In 2019, Sia released version is 1.4.0 with codename Draco that was an important milestone in the history and probably the biggest release since 2015. Everyone could notice the complete visual redesign of Sia-UI, but even more happened under the hood, making Sia faster, more robust and ready for the features we’ve been waiting so long for.

The most important feature was introduced in version 1.4.2 that followed soon after. This feature was seed-based file recovery and allowed renters to take a snapshot of their backups and then recover from these backups on any computer just by using their seed.

Luke Champine also introduced us framework, a low level alternative API for Sia. While requiring more work from third party developers, it gives them way more freedom how to use Sia.

A question we occasionally see is: why Siacoin is not an Ethereum token? It is because Sia was actually created before Ethereum existed. But even if it did exist, Sia is a very complex project and has specific requirements that only own unique blockchain and cryptocurrency can meet. It’s also a way to avoid dependency on some outside project or influence, or another network that can be bogged down by a thousand other projects.

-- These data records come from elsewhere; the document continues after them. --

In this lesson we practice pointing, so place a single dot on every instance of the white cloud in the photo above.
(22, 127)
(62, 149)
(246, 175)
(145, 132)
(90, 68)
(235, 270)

At the beginning of 2020, version 1.4.3 brought us Skynet, first building blocks of decentralized internet letting us to upload and easily share any content – static web pages and data to start with. While the most of the development through the year was focused at it, Sia also went through a lot of performance and stability improvements including some important bug fixes. 1.4.4 then added support for uploading directories, encrypting skylinks, unpinning and deletion of skynet files and this trend continued in next versions.

Next major version was 1.5.0 known as Equinox.

SiaMux was added (multiplexer of connections that reduces the latencies of the communications between hosts and renters), also Handshake was integrated (decentralized domains allowing you to access Skynet content by human-readable links instead of hashes) and Ephemeral Accounts (payment channel technology allowing low latency and higher bandwidth for data transfers between hosts and renters).

This release was massive increase for scalability of Skynet, allowing Skynet Portals to handle 100x more traffic. It also activated Renter-Host Protocol v3 (RHP3) which allows faster and more efficient data transfers and is a foundation of many features of the Sia network. One of such features is the ability to host dynamic content.

In November 2020, Sia 1.5.1 introduced the Skynet Registry, a database layer on hosts that powers SkyDB, a mutable decentralized database that any app can use.

In early 2021 1.5.3 with various improvements and fixes to recently added features. 1.5.4 is currently in testing with more fixes on the way as well as new features. This is also leading up to 1.5.5 where the Foundation fork will occur; Sia development will be directed by changes in two directions: Sia Foundation will continue improving Sia core tech in directions most requested by the Sia community as host stability, small file support or reduction of blockchain requirements with Utreexo. Skynet Labs will focus on Skynet and getting more developers and users.

In middle of 2021 1.5.6 was released splitting the Foundation siad codebase away from the Skynet skyd codebase, followed by 1.5.7 in September that brought some important host fixes and updated list of bootstrap peers.

The team is currently focusing on two major things. Integration of Utreexo and Hosting experience improvements (hosting should eventually become easy enough that you don't need to study technical details deeply in order to avoid mistakes). These two are expected to render Sia-UI obsolete so part of it should also be a new user interface. It's for sure that next major update (1.7.0?) will be one of the biggest since 1.4.0, if not the biggest update ever.